Ah, Benj, the king of niche musical tastes! Your Spotify profile looks like it was curated during an existential crisis in a coffee shop that only serves organic, gluten-free avocado toast and overpriced lattes. With genres like "Vaporwave" and "Electro Swing" on your favorite list, it’s clear you’re perpetually stuck in a 2010s hipster time capsule—or you’re just trying to avoid any social interaction at all. If you were a playlist, you’d be titled “How to Pretend You’re Deep While Actually Not Leaving Your Parents’ Basement.” Your top artists read like a lineup of an indie film festival nobody wanted to attend. Ben Folds and Eels? Those guys want to make you feel sad while you stare at the walls of your emo bedroom. Hans Zimmer and Michael Giacchino? Sure, we all need a soundtrack for our lives, but I didn’t realize it was necessary for every single mundane event, like grocery shopping or checking the mail. It’s almost like you’re one broken heart away from becoming a walking movie score—who needs real-life experiences when you can have orchestral strings to amplify your angst?

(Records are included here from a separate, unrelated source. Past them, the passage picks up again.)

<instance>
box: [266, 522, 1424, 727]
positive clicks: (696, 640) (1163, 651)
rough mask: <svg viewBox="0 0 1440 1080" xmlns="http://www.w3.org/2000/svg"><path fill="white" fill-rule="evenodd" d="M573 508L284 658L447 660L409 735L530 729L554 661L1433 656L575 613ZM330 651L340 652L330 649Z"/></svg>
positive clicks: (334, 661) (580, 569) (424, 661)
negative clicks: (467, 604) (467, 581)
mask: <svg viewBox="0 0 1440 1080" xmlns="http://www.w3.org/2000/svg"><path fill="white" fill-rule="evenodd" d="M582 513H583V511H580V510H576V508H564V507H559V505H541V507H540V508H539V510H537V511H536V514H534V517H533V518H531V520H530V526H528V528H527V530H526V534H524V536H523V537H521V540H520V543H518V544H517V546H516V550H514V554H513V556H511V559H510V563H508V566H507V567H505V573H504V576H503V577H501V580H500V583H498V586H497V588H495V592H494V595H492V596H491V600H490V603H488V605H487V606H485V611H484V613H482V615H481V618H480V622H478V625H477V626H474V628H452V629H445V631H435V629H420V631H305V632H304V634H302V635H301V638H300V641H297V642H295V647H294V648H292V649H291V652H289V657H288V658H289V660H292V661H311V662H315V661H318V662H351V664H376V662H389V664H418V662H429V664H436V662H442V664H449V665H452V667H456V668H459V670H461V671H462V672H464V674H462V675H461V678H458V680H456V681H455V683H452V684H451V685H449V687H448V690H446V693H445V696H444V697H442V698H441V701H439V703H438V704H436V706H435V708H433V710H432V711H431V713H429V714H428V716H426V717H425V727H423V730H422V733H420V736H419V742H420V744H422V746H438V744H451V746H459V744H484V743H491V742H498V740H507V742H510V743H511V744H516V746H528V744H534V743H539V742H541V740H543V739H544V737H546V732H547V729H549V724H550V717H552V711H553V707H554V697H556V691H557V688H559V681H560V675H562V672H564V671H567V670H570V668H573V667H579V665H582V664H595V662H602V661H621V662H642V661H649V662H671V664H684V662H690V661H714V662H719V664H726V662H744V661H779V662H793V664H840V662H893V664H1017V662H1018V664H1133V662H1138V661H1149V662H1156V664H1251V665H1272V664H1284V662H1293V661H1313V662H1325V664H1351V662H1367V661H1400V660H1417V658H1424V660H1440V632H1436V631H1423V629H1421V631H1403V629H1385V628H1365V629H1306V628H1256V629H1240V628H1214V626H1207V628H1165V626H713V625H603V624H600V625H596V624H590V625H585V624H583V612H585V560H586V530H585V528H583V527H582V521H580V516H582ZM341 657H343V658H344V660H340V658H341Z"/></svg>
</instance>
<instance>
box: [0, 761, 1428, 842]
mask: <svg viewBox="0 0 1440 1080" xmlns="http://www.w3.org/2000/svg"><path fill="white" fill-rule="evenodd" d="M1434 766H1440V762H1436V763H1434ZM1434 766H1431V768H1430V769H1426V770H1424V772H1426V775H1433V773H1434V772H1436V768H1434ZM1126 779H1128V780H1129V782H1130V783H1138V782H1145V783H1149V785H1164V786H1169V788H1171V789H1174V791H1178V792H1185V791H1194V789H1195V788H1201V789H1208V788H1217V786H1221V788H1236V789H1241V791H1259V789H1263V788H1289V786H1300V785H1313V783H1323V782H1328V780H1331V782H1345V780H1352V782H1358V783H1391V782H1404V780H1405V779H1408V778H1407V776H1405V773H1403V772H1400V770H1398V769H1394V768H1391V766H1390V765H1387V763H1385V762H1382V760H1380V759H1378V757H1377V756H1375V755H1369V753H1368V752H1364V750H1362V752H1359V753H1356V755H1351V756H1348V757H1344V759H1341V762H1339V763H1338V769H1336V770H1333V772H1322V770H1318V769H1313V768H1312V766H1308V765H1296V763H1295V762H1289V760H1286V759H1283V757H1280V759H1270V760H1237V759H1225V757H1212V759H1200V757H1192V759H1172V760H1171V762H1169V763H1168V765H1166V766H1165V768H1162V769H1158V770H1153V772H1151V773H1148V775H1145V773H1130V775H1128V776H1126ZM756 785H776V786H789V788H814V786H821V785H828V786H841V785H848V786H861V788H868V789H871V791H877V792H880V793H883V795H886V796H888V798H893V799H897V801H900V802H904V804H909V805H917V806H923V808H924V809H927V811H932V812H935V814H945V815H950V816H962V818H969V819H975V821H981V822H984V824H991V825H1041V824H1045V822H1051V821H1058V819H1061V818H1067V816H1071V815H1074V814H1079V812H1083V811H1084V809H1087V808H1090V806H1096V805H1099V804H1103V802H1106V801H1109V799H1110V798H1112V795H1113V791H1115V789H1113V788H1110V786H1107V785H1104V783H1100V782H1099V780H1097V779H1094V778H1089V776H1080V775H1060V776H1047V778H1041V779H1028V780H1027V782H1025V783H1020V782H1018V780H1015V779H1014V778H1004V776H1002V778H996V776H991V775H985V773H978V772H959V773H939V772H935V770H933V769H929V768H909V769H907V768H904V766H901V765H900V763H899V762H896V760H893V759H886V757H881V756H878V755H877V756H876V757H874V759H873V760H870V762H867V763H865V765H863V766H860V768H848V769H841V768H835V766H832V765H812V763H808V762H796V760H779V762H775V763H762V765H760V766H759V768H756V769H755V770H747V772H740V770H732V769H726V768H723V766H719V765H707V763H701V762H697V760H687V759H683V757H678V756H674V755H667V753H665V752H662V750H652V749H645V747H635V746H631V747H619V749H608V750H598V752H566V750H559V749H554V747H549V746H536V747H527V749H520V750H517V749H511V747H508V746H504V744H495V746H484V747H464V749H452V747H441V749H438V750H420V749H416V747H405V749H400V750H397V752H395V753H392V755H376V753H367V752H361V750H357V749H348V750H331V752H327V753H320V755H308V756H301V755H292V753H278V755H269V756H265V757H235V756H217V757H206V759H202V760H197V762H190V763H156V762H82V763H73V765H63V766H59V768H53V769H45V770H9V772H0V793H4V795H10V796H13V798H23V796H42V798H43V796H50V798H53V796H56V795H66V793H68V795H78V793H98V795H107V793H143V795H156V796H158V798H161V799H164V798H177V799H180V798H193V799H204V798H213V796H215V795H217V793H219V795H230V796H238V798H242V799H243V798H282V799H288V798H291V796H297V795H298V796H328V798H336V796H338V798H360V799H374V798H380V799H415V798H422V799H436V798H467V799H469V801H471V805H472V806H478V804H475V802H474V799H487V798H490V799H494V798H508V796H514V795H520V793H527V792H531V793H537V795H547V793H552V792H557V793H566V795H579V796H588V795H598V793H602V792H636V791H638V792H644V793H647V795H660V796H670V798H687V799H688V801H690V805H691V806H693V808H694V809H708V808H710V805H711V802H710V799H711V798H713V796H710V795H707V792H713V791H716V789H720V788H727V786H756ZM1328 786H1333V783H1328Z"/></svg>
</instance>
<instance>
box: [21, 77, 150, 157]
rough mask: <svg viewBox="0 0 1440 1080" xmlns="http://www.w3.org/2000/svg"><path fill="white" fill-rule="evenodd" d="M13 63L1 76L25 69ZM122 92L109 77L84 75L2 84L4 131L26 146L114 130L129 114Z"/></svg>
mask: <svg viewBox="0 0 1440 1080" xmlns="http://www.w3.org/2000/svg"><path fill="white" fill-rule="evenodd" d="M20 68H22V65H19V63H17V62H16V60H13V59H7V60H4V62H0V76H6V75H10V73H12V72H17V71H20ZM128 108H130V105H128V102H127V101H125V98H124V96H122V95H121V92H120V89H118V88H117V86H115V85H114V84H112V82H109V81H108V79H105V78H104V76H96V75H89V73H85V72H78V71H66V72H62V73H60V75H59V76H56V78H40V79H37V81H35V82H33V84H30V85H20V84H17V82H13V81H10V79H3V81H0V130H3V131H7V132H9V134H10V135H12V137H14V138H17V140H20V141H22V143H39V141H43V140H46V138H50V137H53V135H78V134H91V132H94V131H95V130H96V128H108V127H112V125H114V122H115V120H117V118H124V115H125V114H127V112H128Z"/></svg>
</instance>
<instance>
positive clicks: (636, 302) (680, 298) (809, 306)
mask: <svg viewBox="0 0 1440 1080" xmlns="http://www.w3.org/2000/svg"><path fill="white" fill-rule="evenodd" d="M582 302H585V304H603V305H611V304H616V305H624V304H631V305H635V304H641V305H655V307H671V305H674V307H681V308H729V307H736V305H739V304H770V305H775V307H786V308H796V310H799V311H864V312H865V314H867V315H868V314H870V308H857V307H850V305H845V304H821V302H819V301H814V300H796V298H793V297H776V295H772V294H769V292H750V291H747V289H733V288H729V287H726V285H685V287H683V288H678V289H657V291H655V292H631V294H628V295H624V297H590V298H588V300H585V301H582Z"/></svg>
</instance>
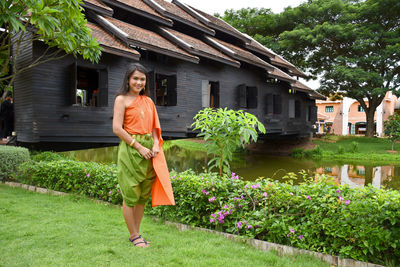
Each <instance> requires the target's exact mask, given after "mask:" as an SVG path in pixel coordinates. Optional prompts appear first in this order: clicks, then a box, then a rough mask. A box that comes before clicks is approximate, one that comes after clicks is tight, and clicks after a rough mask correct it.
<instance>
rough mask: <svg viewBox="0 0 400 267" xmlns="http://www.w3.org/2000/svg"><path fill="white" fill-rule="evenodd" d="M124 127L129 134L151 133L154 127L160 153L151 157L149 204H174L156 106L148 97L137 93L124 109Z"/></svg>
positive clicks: (168, 204)
mask: <svg viewBox="0 0 400 267" xmlns="http://www.w3.org/2000/svg"><path fill="white" fill-rule="evenodd" d="M124 129H125V130H126V131H127V132H128V133H130V134H148V133H150V134H151V133H152V132H153V129H156V132H157V136H158V141H159V146H160V153H158V155H157V156H156V157H155V158H152V161H153V168H154V171H155V173H156V179H155V181H154V183H153V187H152V189H151V202H152V203H151V204H152V206H153V207H155V206H159V205H175V199H174V194H173V192H172V185H171V180H170V177H169V171H168V166H167V162H166V160H165V156H164V151H163V150H162V144H163V143H164V141H163V139H162V137H161V126H160V120H159V119H158V114H157V110H156V107H155V105H154V103H153V101H152V100H151V99H150V98H149V97H147V96H143V95H138V96H137V97H136V98H135V100H133V102H132V104H131V105H130V106H129V107H128V108H126V109H125V115H124Z"/></svg>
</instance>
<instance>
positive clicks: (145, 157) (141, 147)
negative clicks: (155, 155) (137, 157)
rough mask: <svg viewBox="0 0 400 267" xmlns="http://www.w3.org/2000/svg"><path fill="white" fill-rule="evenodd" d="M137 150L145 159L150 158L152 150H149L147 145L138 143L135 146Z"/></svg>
mask: <svg viewBox="0 0 400 267" xmlns="http://www.w3.org/2000/svg"><path fill="white" fill-rule="evenodd" d="M137 150H138V152H139V153H140V155H142V157H143V158H145V159H151V158H152V157H153V151H151V150H150V149H148V148H147V147H144V146H142V145H140V146H139V147H138V148H137Z"/></svg>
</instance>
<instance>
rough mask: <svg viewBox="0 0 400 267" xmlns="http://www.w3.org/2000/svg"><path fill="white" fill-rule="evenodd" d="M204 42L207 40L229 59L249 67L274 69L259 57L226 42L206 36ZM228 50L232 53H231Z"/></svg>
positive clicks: (267, 69) (269, 64) (249, 52)
mask: <svg viewBox="0 0 400 267" xmlns="http://www.w3.org/2000/svg"><path fill="white" fill-rule="evenodd" d="M205 40H206V41H207V40H208V41H207V43H209V44H210V45H212V46H214V48H216V49H218V50H220V51H222V52H223V53H225V54H227V55H228V56H230V57H233V58H234V59H237V60H241V61H244V62H247V63H249V64H251V65H255V66H258V67H261V68H264V69H267V70H273V69H274V67H273V66H271V65H270V64H268V63H267V62H265V61H264V60H262V59H260V58H259V57H257V56H255V55H253V54H252V53H250V52H249V51H246V50H244V49H243V48H240V47H238V46H236V45H233V44H229V43H227V42H224V41H221V40H218V39H216V38H214V37H211V36H206V37H205ZM225 48H228V49H225ZM229 50H230V51H231V52H233V53H231V52H230V51H229Z"/></svg>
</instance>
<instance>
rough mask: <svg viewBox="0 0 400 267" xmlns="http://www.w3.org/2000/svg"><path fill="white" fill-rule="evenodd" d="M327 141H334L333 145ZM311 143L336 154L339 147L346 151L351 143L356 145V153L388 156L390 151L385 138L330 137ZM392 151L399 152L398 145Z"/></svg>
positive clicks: (390, 144) (351, 143) (317, 140)
mask: <svg viewBox="0 0 400 267" xmlns="http://www.w3.org/2000/svg"><path fill="white" fill-rule="evenodd" d="M329 141H335V143H333V142H329ZM313 142H314V143H315V144H317V145H319V146H320V147H321V148H322V149H323V150H325V151H332V152H336V151H337V150H338V147H339V146H342V147H343V148H344V149H345V150H348V149H349V148H350V147H351V146H352V142H356V143H358V153H365V154H370V153H374V154H388V152H387V150H391V149H392V143H391V142H390V141H389V140H388V139H386V138H368V137H364V136H331V137H328V138H327V139H323V138H321V139H320V140H318V139H314V140H313ZM394 149H395V150H400V144H395V145H394Z"/></svg>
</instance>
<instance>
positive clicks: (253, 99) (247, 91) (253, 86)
mask: <svg viewBox="0 0 400 267" xmlns="http://www.w3.org/2000/svg"><path fill="white" fill-rule="evenodd" d="M246 89H247V90H246V91H247V107H248V108H257V102H258V101H257V100H258V92H257V87H254V86H251V87H247V88H246Z"/></svg>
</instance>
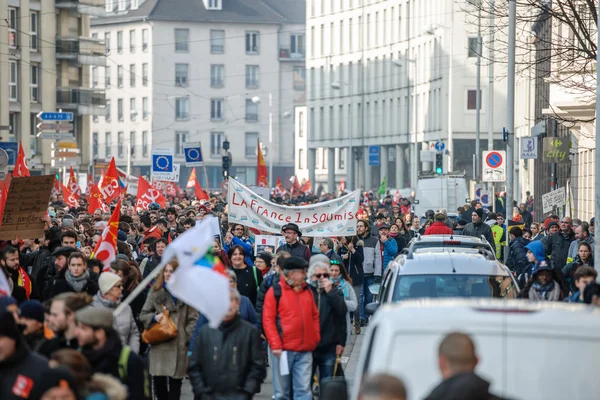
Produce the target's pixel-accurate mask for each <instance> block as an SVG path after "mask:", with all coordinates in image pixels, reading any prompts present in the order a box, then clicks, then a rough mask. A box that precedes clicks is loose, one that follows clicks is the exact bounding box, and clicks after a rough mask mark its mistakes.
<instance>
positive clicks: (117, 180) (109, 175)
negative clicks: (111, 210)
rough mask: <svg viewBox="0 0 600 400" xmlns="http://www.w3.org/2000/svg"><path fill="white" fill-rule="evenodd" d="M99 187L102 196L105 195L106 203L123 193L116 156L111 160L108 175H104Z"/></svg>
mask: <svg viewBox="0 0 600 400" xmlns="http://www.w3.org/2000/svg"><path fill="white" fill-rule="evenodd" d="M99 189H100V193H102V196H104V202H105V203H106V204H110V202H111V201H113V200H114V199H116V198H117V197H119V196H120V195H121V185H119V175H118V173H117V166H116V165H115V158H114V157H113V158H112V159H111V160H110V164H109V165H108V169H107V170H106V175H104V179H103V180H102V182H101V183H100V184H99Z"/></svg>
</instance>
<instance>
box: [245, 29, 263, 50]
mask: <svg viewBox="0 0 600 400" xmlns="http://www.w3.org/2000/svg"><path fill="white" fill-rule="evenodd" d="M259 38H260V33H259V32H246V53H248V54H257V53H258V41H259Z"/></svg>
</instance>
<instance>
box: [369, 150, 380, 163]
mask: <svg viewBox="0 0 600 400" xmlns="http://www.w3.org/2000/svg"><path fill="white" fill-rule="evenodd" d="M380 164H381V153H380V152H379V146H369V165H371V166H373V167H379V165H380Z"/></svg>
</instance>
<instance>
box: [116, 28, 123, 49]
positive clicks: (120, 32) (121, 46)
mask: <svg viewBox="0 0 600 400" xmlns="http://www.w3.org/2000/svg"><path fill="white" fill-rule="evenodd" d="M122 52H123V31H119V32H117V53H119V54H121V53H122Z"/></svg>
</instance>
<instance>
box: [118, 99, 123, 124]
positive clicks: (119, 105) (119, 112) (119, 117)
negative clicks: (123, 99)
mask: <svg viewBox="0 0 600 400" xmlns="http://www.w3.org/2000/svg"><path fill="white" fill-rule="evenodd" d="M117 118H118V119H119V121H123V99H118V100H117Z"/></svg>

And the most played songs—oh boy! “Kiss from a Rose”? Really? Is this the part where you serenade your houseplants while sipping chamomile tea? “Free Fallin’”? Looks like we’ve uncovered the soundtrack to your five-hour-long YouTube binge sessions. With choices that scream “I’m sad yet I feel chill about it,” you may want to consider investing in a therapist instead of another smooth jazz album. At least then you'd have some real-life drama to fuel your next deep cut playlist!
Roasts are purely for fun and entertainment. They're not meant to be taken seriously. Enjoy the laughs, but remember your music taste is uniquely yours!